MapServer banner Home | Docs | Issue Tracker | FAQ | Download
en de es fr zh_cn it

Cache Types

Author:Thomas Bonfort
Contact:tbonfort at terriscope.fr

This document details the different cache backends that can be used to store tiles

Disk Caches

The disk based cache is the simplest cache to configure, and the one with the the fastest access to existing tiles. It is ideal for small tile repositories, but may cause trouble for sites hosting millions of tiles, as the number of files or directory may rapidly overcome the capabilities of the underlying filesystem. Additionaly, the block size chosen for the filesystem must closely match the mean size of a stored tile: ideally, any given tile should just fit inside a filesystem block, so as not to waste storage space inside each block, and not have to use up multiple blocks per tile.

The location of the files/directories has to be readable and writable by the user running the tile server.

There are two types of disk caches, that create a different hierarchy of files:

Default Structure

The default disk cache stores tiles in a structure nearly identical to the file/directory hierarchy used by TileCache. The only change is that a top level directory corresponding to the name of the grid is added (as MapCache supports multiple grids per tileset)

This cache is capable of detecting blank (i.e. uniform color) tiles and using a symbolic link to a single blank tile to gain disk space.

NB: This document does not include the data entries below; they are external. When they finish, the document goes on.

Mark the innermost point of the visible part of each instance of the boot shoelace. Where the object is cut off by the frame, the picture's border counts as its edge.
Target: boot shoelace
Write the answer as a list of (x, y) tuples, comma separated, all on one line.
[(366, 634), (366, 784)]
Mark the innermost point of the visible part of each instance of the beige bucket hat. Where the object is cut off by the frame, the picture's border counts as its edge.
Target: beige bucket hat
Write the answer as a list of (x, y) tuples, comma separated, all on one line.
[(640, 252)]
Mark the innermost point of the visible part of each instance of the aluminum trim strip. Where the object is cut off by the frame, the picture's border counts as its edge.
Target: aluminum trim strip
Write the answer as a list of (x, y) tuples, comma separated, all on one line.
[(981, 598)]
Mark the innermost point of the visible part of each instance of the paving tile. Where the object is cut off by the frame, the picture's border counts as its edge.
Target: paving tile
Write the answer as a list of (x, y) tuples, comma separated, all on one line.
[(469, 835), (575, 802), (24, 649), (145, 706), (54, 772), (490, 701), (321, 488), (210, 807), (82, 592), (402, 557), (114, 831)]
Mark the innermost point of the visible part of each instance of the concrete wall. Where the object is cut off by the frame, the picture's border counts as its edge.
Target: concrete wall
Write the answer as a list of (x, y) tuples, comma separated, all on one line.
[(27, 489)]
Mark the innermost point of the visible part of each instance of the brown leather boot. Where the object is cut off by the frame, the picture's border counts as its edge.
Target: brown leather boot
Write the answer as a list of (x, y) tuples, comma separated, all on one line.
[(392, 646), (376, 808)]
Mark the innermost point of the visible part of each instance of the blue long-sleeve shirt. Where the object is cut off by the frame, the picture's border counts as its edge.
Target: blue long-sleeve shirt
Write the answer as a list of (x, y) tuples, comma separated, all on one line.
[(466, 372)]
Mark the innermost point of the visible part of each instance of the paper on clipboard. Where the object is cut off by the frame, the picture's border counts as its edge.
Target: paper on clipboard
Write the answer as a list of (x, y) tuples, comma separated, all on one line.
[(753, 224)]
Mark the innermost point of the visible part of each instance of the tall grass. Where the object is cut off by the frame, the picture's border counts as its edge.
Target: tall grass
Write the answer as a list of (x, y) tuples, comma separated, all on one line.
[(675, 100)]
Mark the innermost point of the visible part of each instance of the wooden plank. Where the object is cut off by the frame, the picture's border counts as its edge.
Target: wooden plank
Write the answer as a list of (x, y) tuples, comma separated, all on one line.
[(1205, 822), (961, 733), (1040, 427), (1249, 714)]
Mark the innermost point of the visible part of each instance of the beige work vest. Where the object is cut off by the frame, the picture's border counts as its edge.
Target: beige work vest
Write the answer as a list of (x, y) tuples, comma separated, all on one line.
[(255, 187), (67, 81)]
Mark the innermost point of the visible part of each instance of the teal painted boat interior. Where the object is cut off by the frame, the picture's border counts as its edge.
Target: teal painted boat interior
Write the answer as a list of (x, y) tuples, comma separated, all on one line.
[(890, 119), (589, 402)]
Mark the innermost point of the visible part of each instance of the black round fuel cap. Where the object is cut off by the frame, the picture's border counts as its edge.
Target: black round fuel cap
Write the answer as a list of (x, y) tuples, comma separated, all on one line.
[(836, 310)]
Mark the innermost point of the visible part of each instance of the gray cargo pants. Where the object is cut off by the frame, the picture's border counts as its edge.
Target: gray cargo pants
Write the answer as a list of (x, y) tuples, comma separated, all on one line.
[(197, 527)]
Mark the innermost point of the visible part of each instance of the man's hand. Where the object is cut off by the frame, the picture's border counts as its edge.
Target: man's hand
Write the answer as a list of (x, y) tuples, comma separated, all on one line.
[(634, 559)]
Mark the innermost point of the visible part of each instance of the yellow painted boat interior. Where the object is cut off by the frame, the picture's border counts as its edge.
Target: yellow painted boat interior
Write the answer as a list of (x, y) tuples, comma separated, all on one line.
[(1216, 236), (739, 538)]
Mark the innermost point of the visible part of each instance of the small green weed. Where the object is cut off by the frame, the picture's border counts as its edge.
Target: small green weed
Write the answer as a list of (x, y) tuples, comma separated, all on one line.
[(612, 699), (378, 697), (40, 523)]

<cache name="disk" type="disk">
   <base>/tmp</base>
   <symlink_blank/>
</cache>

The two only configuration keys are the root directory where the tiles will be stored, and a key to activate the symbolic linking of blank tiles

Template Structure

The template based disk cache allows you to create (or reuse an existing) tile structure that you define in advance. The <template> parameter takes a string argument where various template entries will be replaced at runtime by the correct value for each tile to store.

<cache name="tmpl" type="disk">
   <!-- template

       string template that will be used to map a tile (by tileset, grid name, dimension,
       format, x, y, and z) to a filename on the filesystem.
       the following replacements are performed:
       - {tileset} : the tileset name
       - {grid} : the grid name
       - {dim} : a string that concatenates the tile's dimension
       - {ext} : the filename extension for the tile's image format
       - {x},{y},{z} : the tile x,y,z values
       - {inv_x}, {inv_y}, {inv_z} : inverted x,y,z values (inv_x = level->maxx - x - 1). This
            is mainly used to support grids where one axis is inverted (e.g. the google schema)
            and you want to create on offline cache.

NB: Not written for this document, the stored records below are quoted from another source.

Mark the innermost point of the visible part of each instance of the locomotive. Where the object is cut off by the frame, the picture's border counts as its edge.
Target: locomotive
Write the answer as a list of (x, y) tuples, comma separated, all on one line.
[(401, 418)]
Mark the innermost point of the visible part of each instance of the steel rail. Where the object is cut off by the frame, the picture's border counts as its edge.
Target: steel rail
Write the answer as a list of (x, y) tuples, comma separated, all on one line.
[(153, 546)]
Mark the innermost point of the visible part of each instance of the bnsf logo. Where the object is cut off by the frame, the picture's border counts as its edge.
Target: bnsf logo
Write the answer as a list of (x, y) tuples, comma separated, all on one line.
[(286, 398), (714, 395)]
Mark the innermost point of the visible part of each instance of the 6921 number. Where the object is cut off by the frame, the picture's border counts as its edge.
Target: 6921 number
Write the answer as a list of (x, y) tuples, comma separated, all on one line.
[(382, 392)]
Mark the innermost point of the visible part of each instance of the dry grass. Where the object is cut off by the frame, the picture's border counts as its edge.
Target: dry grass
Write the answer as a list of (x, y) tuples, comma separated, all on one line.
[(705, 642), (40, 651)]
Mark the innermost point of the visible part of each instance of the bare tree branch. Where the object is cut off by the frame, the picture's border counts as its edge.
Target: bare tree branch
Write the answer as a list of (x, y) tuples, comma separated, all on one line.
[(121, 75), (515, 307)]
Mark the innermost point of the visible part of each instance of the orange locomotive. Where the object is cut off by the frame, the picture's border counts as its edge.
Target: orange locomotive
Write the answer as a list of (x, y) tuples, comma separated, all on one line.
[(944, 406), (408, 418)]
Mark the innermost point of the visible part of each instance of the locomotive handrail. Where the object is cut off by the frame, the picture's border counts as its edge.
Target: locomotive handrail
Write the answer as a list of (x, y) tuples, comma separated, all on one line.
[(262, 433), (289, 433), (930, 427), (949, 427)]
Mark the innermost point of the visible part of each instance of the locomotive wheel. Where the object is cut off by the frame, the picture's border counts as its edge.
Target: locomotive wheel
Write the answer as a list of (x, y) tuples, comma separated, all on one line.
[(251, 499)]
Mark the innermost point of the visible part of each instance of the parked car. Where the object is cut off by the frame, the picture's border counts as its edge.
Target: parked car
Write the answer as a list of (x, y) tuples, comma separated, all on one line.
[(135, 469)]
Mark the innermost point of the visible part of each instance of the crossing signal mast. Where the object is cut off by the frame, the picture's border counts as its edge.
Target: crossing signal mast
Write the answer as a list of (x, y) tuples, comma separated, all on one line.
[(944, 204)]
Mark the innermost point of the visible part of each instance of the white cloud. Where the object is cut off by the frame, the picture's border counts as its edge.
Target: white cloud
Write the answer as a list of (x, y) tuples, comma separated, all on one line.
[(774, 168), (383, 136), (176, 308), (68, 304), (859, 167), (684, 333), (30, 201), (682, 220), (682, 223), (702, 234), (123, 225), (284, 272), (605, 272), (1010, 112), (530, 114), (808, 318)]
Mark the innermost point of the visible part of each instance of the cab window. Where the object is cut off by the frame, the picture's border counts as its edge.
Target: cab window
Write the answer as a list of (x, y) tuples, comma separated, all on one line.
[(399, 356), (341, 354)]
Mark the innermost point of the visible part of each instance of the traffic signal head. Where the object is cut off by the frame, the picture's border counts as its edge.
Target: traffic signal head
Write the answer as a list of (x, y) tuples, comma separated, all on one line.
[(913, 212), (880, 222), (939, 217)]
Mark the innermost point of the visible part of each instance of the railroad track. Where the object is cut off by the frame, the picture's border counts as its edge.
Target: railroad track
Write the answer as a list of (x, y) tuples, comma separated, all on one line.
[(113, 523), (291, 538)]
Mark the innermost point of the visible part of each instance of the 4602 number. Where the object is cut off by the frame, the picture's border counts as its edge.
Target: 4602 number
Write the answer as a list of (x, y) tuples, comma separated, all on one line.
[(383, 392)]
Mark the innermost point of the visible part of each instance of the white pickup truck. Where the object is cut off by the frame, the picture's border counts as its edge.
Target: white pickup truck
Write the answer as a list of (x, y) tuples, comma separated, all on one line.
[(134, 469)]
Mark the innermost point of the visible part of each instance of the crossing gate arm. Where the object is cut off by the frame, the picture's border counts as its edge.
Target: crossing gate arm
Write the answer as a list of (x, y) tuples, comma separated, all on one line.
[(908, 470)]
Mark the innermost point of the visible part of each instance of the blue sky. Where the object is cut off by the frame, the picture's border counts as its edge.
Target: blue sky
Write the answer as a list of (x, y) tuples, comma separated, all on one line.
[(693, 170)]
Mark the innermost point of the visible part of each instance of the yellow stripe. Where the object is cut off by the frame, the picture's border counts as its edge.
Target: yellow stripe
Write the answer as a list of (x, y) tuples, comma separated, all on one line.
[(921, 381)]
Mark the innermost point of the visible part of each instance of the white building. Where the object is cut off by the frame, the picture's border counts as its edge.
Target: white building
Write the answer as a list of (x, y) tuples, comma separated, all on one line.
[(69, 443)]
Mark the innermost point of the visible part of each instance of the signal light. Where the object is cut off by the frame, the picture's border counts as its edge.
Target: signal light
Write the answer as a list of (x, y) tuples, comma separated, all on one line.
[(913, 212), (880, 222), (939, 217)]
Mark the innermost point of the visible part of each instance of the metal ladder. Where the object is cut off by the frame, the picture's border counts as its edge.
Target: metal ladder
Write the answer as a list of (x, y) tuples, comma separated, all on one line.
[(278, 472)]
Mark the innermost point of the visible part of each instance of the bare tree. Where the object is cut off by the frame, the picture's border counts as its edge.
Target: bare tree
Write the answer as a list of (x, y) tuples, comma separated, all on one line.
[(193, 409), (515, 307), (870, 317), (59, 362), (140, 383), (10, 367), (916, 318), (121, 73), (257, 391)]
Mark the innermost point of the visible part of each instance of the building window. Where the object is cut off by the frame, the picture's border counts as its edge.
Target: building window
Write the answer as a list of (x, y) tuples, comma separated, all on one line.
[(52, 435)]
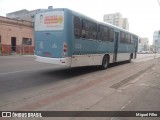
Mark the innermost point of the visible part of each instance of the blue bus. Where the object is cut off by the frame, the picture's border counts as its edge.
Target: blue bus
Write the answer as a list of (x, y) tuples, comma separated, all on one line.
[(69, 39)]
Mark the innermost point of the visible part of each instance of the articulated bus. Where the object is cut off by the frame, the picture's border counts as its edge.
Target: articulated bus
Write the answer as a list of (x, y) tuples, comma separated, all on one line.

      * note that this type of cache does not support blank-tile detection and symlinking.

      * warning: it is up to you to make sure that the template you chose creates a unique
        filename for your given tilesets. e.g. do not ommit the {grid} parameter if your
        tilesets reference multiple grids. Failure to do so will result in filename
        collisions !

   -->
   <template>/tmp/template-test/{tileset}#{grid}#{dim}/{z}/{x}/{y}.{ext}</template>
</cache>

BerkeleyDB Caches

The BerkeleyDB cache backend stores tiles in a key-value flat-file database. and therefore does not have the disadvantages of disk caches with regards to the number of files stored on the filesystem. As the image blobs are stored contiguously, the block size chosen for the filesystem has no influence on the storage capacity of the volume.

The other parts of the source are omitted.